Washing.—When a carriage is much used in the summer season use water freely, so as to remove dust or mud before using the sponge or chamois skin. The varnish of a carriage is often ruined through a want of attention to this matter, for the sharp particles of dust, which are chiefly silica, when by means of the leather forced over the surface of the varnish, act like diamonds on glass and score it in all directions. Mud should not be allowed to dry on the varnish if it can be avoided. The English varnishes take a long time to dry, and if mud gets on it before it is perfectly dry a permanent stain is left, which cannot be removed except by re-varnishing.
In winter time it is not a good thing to wash off the mud when it is so cold that the water freezes during the operation. Warm water should never be used in winter time, as it is apt to cause the varnish to crack and peel off.

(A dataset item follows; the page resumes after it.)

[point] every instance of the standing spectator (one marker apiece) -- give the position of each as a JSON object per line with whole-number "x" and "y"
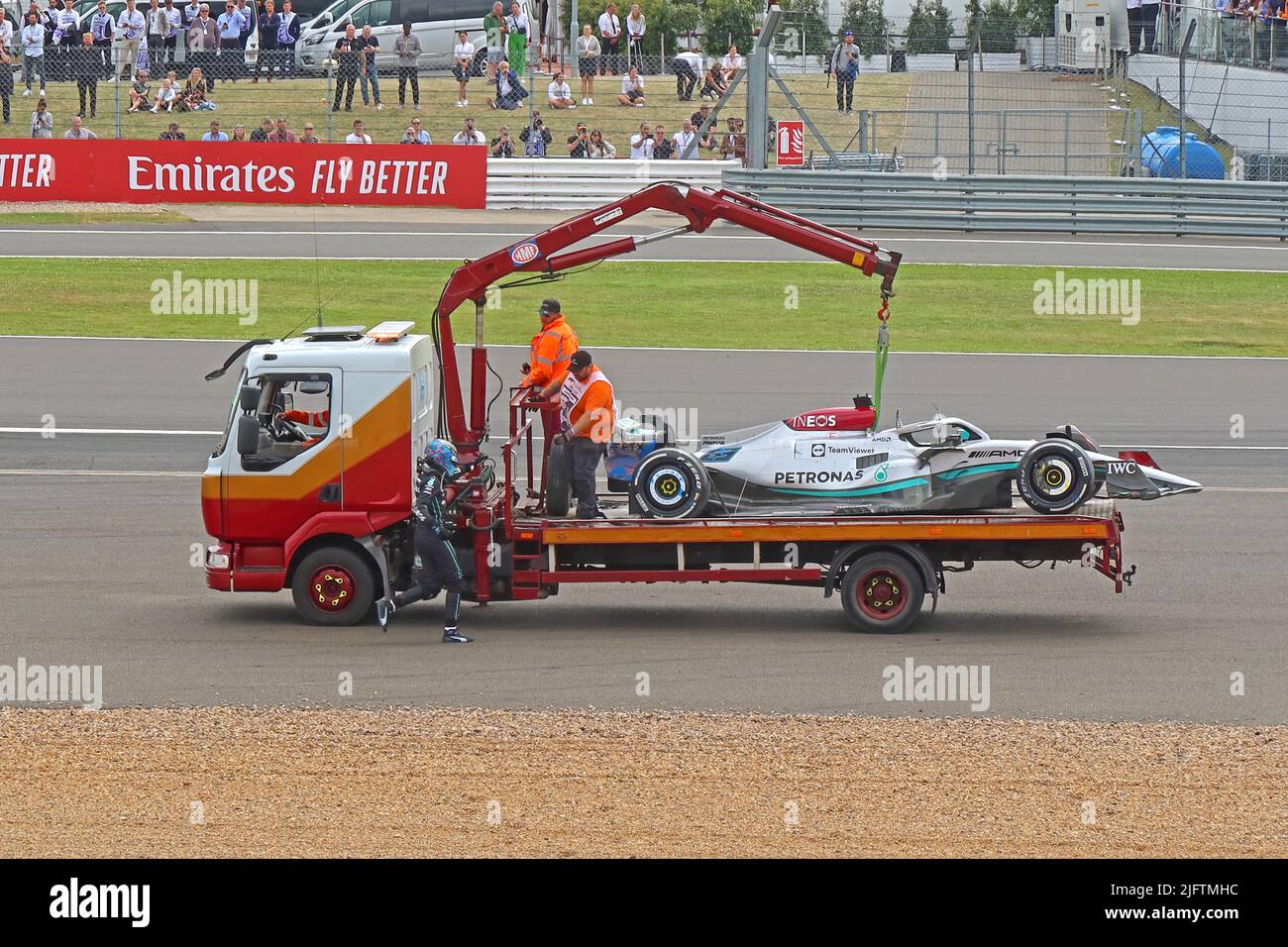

Greasing.—For axles and wheel-plates the best lubricating material is castor oil. It is not necessary to apply a great deal at a time—little and often should be the rule; for when there is an excess of oil it oozes out and finds its way on to the stock, and from thence is thrown over the wheels while the vehicle is in motion. The grease is then liable to be taken up on to the sponge when washing, and also on to the leather, which will cause a great deal of trouble and vexation. The wheel-plate should be particularly looked after, and not allowed to become dry.
The Leather.—Enamelled leather should be kept soft and pliable with sweet oil or sperm oil. It will only be necessary, while the leather is new, to cleanse the top and curtains from dirt and rub them with a greased rag. When the leather shows signs of drawing up and becoming hard and lifeless, wash it with warm water and Castile soap, and with a stiff brush force the oil into the leather until all the pores are filled.
Sponges and Chamois.—Two of each of these should always be kept on hand, one of each for the body and the same for the under-carriage. The reason for this is, that after a carriage has been used there is a liability to get grease on the sponge and chamois after cleaning the wheels and wheel-plate mechanism. Another reason of some importance is that the sponges are soon destroyed by being used for cleaning the under-carriage, which renders them unfit for use for large panels.
The Cover.—When a vehicle has been washed and housed, it should be covered with an enamelled cloth cover, fitted to it so as to keep it free from dust inside and out. To preserve the wood and save expense it should be re-painted or varnished once a year. There is no economy in saving a few shillings this year if such saving will necessitate an expenditure of three times the amount next year.